Coverage & Pairing Plan

Plain language: Use non‑overlapping, paired windows with fixed seeds. Baseline and edited runs reuse the exact same windows. Tier‑based minima are validated at runtime and surfaced in the report.

Claim

A valid evaluation schedule uses non‑overlapping, paired windows with fixed seeds and reuses the baseline window IDs for edited runs. The runner enforces tier‑based minima and aborts in CI/Release when pairing or coverage is insufficient.

Window Selection (assumptions)

  • Non‑overlap: set seq_len == stride so windows do not overlap.
  • Deterministic: record and reuse the seed bundle (python, numpy, torch) and bootstrap seed (when applicable).
  • Dedupe: deduplication is allowed for pilots/probes; release evidence uses strict non‑overlap on the full plan.
  • Exact pairing: preview/final counts must match and the edited run must reuse baseline window IDs; mixing schedules voids the paired Δlog guarantees.

Pairing Reuse (baseline → edited)

  • The edited run pins windows via the baseline report.
  • report lints pairing and overlap:
    • dataset.windows.stats.window_match_fraction == 1.0
    • dataset.windows.stats.window_overlap_fraction == 0.0
  • CI/Release abort if counts differ, pairing < 1.0, or overlap > 0.0.

Tier Minima (runner defaults)

Sane defaults enforced by the runner per tier (guard-rail floors; profiles may request higher counts):

TierPreview WindowsFinal WindowsBootstrap Replicates
Conservative2202201,500
Balanced1801801,200
Aggressive140140800

These minima are derived from half‑width targets on paired Δlog‑loss (see Tier v1.0 Calibration).
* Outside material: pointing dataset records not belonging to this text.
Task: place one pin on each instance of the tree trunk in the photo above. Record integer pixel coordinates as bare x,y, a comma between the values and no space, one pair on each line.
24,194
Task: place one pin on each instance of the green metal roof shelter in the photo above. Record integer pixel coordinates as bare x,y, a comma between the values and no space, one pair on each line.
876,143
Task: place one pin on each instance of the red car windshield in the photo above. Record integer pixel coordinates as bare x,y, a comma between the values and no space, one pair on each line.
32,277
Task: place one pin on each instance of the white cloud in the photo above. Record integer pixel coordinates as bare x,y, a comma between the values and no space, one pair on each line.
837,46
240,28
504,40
CI/Release profiles treat shortfalls as hard errors; dev flows surface warnings but still record coverage in the cert.

Runtime Contract (report)

  • Window plan: dataset.windows.stats.{requested_preview,requested_final,actual_preview,actual_final}
  • Pairing/overlap: dataset.windows.stats.{window_match_fraction,window_overlap_fraction,paired_windows}
  • Bootstrap coverage: dataset.windows.stats.bootstrap.{replicates,seed} meets/exceeds the tier floor (profiles may request higher counts)

Observability

  • Pairing and coverage appear in both the Markdown report and the JSON report, enabling auditors to verify schedule integrity.

Assumptions & Scope

  • Applies to evaluation (inference) schedules; training/edit algorithms may alter data flow and are out of scope here.
  • Dataset or tokenizer changes that affect tokenization invalidate recorded pairing schedules.
  • Window pairing must be exact (ID reuse) and non‑overlapping; mixing schedules voids paired Δlog guarantees.
  • This plan is calibrated for Linux/macOS environments and the tier profiles documented in Tier v1.0 Calibration.